Question

If due to air drag, the orbital radius of the earth decreases from $R$ to $R - \Delta R$, $\Delta R < < R$, the change in K.E, $\Delta K$ is
A. $- \dfrac{{GM}}{{{R^2}}} \times \Delta R$
B. $\dfrac{{GM}}{{{R^2}}} \times \Delta R$
C. $m\dfrac{{GM}}{{2{R^2}}} \times \Delta R$
D.. $- \dfrac{{GM}}{{2{R^2}}} \times \Delta R$

Answer 1

First, find the value of orbital velocity of a body moving around the earth. Write the expression for initial and final orbital velocity separately. Then recall the formula for kinetic energy of a body and use it to find the initial and final kinetic energy. Use these values to find the change in kinetic energy of a body.

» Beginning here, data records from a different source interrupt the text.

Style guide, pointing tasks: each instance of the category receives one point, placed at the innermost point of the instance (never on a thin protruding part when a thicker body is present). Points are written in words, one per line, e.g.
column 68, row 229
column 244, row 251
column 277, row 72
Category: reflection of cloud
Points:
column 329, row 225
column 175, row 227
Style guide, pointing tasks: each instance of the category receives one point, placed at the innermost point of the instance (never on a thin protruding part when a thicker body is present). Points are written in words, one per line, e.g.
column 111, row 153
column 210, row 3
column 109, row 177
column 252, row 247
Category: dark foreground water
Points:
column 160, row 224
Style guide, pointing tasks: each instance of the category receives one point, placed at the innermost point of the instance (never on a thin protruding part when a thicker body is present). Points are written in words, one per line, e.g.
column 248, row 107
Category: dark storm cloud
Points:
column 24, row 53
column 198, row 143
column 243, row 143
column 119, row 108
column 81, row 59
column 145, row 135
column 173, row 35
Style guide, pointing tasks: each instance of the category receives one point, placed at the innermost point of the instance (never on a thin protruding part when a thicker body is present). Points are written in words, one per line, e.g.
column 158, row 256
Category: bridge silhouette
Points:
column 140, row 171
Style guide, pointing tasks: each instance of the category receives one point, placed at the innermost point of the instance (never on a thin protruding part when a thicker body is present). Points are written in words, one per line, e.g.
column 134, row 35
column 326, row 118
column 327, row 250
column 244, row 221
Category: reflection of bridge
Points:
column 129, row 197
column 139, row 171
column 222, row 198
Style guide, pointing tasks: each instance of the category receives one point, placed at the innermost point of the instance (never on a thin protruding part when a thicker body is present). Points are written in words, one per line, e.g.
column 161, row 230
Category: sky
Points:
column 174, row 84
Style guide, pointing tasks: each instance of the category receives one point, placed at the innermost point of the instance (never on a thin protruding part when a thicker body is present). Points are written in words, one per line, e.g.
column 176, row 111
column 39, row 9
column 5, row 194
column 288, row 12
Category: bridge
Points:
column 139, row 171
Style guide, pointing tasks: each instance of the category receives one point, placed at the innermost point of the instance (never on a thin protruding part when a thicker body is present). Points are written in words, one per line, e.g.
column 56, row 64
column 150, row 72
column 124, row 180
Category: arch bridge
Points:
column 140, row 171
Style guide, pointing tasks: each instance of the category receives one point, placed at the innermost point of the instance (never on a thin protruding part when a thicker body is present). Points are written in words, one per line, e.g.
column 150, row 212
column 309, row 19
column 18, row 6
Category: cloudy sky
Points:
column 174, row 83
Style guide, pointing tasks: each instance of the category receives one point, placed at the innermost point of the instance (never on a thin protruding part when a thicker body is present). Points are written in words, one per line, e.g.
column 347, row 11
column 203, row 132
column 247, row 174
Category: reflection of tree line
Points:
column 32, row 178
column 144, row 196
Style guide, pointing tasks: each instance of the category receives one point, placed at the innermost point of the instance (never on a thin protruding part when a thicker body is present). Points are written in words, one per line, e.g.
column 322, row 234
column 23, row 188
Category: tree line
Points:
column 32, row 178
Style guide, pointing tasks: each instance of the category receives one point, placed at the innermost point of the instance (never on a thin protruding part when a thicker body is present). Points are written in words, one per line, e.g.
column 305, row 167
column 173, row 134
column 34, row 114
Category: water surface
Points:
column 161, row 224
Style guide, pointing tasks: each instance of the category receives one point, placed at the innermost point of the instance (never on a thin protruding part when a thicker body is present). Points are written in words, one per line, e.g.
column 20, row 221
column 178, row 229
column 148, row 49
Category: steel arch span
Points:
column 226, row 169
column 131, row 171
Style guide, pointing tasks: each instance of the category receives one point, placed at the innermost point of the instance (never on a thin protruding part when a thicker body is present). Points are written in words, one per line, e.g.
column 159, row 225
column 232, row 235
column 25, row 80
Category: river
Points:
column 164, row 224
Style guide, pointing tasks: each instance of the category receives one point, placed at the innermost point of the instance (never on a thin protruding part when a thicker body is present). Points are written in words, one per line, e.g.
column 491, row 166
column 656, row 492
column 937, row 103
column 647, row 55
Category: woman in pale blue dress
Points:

Complete step by step answer:
Given, initial orbital radius of the earth, $R$.
Final orbital radius of the earth, $R - \Delta R$.
Also, $\Delta R < < R$
The formula for orbital velocity of a body is,
$v = \sqrt {\dfrac{{GM}}{R}}$ (i)
where $G$ is the gravitational constant, $M$ is the mass of the attracting body and $R$ is the radius of the attracting body.
The formula for kinetic energy is,
$K.E = \dfrac{1}{2}m{v^2}$ (ii)
where $m$ is the mass of the body and $v$ is the velocity of the body.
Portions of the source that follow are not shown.